A practical next step is corroboration with objective vestibular testing, such as with vestibular evoked myogenic potentials, video head impulse testing, caloric testing and rotatory chair testing. In some instances it may be appropriate to check less common tests, such as fundus photography or optical coherence tomography to identify ocular torsion.

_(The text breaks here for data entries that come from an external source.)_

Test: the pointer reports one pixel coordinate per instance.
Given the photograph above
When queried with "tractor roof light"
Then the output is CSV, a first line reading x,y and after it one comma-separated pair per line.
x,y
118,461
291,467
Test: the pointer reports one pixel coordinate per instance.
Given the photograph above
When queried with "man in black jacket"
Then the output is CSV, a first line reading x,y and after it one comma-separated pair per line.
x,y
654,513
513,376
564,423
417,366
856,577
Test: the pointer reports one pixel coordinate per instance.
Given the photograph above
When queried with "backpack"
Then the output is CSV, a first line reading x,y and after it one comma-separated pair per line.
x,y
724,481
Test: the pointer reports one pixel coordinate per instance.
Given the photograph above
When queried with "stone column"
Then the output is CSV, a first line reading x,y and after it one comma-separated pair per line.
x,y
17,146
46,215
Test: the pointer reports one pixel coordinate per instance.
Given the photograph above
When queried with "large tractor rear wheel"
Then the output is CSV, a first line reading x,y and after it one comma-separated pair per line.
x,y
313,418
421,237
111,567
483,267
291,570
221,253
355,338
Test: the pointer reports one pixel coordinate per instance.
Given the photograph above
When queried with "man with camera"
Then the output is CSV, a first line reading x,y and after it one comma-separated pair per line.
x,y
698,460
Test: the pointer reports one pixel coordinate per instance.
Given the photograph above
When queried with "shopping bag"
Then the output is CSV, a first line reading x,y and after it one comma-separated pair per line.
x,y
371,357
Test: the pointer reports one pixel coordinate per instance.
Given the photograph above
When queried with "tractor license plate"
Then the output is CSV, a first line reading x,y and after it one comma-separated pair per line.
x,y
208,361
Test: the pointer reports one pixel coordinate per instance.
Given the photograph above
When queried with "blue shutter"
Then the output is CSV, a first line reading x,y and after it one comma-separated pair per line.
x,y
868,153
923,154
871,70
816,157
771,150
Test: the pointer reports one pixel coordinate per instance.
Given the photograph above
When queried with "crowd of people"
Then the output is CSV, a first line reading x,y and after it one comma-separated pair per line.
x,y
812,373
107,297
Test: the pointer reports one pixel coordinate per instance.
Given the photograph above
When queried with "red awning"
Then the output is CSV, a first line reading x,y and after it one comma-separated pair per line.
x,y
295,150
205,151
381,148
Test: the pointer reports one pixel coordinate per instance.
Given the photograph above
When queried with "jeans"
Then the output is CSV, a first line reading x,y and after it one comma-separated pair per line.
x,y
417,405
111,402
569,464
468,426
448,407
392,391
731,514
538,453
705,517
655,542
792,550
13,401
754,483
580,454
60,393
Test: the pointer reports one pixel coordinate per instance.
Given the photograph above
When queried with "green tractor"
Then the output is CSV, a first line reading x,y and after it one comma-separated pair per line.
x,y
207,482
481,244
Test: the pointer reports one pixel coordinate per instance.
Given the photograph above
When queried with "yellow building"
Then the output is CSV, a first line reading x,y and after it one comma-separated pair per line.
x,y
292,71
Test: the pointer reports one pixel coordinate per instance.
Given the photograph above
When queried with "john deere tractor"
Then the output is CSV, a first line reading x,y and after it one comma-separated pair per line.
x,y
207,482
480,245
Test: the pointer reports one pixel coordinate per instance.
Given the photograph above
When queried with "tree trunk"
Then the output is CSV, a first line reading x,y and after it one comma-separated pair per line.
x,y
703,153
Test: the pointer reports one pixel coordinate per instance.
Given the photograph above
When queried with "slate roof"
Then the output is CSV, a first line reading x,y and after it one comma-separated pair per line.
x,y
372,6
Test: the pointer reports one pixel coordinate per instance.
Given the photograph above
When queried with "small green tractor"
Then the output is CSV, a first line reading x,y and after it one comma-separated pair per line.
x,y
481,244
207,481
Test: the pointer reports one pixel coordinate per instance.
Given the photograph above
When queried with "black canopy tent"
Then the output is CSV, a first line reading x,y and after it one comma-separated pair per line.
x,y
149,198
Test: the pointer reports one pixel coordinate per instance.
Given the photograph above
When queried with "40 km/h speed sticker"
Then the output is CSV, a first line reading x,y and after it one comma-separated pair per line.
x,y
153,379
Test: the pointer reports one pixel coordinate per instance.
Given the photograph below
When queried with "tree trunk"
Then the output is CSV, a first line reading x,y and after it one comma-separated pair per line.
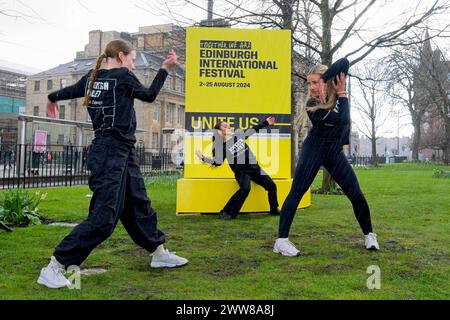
x,y
374,151
416,137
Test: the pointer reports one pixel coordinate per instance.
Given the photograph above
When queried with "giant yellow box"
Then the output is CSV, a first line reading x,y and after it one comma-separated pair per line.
x,y
241,77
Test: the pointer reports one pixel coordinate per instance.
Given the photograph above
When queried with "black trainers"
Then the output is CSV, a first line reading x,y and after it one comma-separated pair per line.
x,y
225,216
275,212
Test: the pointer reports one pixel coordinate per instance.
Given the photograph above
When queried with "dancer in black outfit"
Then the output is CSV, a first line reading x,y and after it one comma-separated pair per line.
x,y
242,161
118,188
328,111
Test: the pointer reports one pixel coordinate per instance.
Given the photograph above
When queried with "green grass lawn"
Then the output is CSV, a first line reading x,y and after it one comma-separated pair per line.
x,y
234,259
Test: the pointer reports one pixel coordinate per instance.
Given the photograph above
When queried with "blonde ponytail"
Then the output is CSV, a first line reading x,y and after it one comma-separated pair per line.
x,y
92,78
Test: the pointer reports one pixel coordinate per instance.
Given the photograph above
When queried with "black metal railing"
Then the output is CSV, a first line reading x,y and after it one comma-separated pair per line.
x,y
25,166
363,161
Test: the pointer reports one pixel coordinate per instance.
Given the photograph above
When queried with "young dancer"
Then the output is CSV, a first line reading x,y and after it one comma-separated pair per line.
x,y
328,111
242,161
118,188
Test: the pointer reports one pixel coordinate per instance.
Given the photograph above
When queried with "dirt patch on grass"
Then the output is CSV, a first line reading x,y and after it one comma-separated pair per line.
x,y
230,266
394,246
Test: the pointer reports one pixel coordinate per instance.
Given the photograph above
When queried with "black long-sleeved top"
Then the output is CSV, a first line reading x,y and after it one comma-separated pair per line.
x,y
111,106
235,150
331,125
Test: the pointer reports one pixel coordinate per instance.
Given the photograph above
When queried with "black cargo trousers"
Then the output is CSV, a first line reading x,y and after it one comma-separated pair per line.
x,y
118,194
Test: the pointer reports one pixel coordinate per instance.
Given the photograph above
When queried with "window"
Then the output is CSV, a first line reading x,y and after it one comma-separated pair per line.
x,y
169,112
180,115
60,140
62,112
179,85
167,83
154,140
166,139
156,112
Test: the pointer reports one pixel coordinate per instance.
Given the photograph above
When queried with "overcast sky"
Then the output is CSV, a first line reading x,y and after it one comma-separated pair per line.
x,y
54,30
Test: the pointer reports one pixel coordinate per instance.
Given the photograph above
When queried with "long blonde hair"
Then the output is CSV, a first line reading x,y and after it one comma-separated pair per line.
x,y
111,51
330,101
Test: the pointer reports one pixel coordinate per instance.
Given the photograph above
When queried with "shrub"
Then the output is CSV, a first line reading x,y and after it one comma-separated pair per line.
x,y
20,207
439,173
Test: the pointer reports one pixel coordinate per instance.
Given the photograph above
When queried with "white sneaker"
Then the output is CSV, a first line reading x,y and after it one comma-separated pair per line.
x,y
167,259
52,276
286,248
371,242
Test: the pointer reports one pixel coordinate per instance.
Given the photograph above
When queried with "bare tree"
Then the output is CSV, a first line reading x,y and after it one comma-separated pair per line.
x,y
403,65
433,81
370,101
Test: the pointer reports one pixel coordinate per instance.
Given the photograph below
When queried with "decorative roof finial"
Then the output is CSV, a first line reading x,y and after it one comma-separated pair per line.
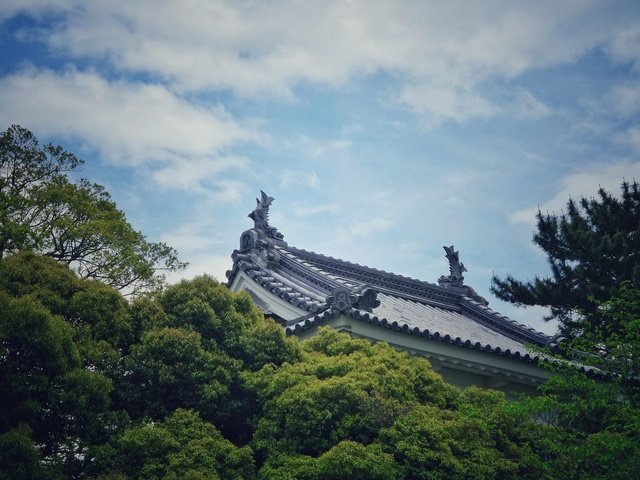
x,y
260,217
260,214
456,268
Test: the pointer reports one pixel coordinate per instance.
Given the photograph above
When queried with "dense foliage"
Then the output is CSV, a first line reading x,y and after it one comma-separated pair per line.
x,y
76,223
591,248
193,382
591,404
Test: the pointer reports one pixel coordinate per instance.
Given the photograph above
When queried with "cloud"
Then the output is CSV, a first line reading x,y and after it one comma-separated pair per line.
x,y
289,178
440,57
582,184
130,124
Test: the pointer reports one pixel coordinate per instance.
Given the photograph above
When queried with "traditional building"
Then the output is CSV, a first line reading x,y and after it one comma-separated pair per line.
x,y
448,322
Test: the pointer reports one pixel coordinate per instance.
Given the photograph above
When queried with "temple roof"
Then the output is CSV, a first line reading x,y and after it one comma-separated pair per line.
x,y
322,287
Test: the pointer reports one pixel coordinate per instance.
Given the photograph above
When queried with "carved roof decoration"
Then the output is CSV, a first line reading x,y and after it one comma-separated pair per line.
x,y
324,287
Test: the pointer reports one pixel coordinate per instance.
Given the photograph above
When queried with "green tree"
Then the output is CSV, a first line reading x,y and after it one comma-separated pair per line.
x,y
591,249
181,446
74,223
51,396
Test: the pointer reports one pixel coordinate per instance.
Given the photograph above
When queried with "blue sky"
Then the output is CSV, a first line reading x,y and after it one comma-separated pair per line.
x,y
384,130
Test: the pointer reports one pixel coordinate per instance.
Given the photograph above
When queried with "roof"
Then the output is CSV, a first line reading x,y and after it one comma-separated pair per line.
x,y
323,287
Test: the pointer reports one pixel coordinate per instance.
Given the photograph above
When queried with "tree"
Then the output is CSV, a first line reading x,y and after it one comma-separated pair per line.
x,y
74,223
181,446
591,249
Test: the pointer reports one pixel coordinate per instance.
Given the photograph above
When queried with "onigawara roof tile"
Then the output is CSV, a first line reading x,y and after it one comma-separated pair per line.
x,y
322,287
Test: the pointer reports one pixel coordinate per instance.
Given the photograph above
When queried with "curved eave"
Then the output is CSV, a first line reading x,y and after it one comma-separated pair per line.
x,y
405,328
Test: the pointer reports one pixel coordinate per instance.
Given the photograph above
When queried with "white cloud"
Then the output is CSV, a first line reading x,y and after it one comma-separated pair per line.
x,y
131,124
203,263
582,184
289,178
440,55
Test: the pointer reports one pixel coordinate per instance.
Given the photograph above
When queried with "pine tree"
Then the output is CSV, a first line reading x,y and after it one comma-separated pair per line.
x,y
591,249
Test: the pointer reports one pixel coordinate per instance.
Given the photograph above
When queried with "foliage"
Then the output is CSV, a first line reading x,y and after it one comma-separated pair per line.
x,y
74,223
591,249
589,410
181,446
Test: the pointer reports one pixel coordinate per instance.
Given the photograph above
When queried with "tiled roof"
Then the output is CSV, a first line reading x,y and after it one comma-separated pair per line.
x,y
325,287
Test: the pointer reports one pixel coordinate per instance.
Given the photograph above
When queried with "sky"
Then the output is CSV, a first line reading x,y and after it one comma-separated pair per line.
x,y
383,129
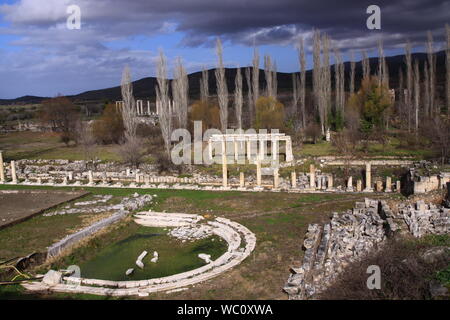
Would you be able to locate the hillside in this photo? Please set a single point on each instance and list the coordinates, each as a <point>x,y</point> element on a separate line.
<point>145,88</point>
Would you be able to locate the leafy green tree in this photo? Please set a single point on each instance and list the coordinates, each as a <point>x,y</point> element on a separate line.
<point>269,114</point>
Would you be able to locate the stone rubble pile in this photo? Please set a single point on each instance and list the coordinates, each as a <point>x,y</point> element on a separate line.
<point>426,219</point>
<point>330,248</point>
<point>100,199</point>
<point>191,232</point>
<point>241,242</point>
<point>351,236</point>
<point>126,204</point>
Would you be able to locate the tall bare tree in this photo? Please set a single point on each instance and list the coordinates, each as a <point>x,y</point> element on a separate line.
<point>409,75</point>
<point>248,79</point>
<point>295,94</point>
<point>317,78</point>
<point>129,105</point>
<point>416,95</point>
<point>163,101</point>
<point>204,85</point>
<point>326,79</point>
<point>180,92</point>
<point>302,61</point>
<point>447,32</point>
<point>255,83</point>
<point>269,74</point>
<point>339,82</point>
<point>431,71</point>
<point>222,88</point>
<point>365,64</point>
<point>352,73</point>
<point>426,88</point>
<point>238,99</point>
<point>274,80</point>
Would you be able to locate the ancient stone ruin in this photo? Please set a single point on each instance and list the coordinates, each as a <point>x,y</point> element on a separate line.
<point>352,235</point>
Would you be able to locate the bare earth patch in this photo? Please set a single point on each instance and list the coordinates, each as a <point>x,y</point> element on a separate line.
<point>19,205</point>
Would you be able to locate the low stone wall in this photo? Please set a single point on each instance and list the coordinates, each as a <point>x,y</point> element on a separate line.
<point>241,242</point>
<point>351,236</point>
<point>123,210</point>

If vestibular weakness is verified, then the differential diagnosis will be narrowed by ascertaining whether the weakness is unilateral or bilateral, by the chronology (acute, subacute or gradually progressive), by other aspects of the clinical history (e.g., medications), by other otologic testing (e.g. unilateral predominantly high frequency hearing loss ipsilateral to the vestibular weakness suggests labyrinthitis; unilateral predominantly low frequency hearing loss ipsilateral to the vestibular weakness suggests Ménière’s disease) and by imaging (e.g., vestibular schwannoma).
In some situations it may be possible to identify on vestibular testing that vestibular weakness is present, yet difficult or impossible to determine the underlying etiology.
If a reversible cause of vestibular weakness is identified (such as pharmacologic vestibular suppression), then this should be treated.
If a treatable cause of vestibular weakness is identified (such as autoimmune inner ear disease), then this should be treated.
If the etiology cannot be identified, then referral to vestibular rehabilitation therapy is appropriate.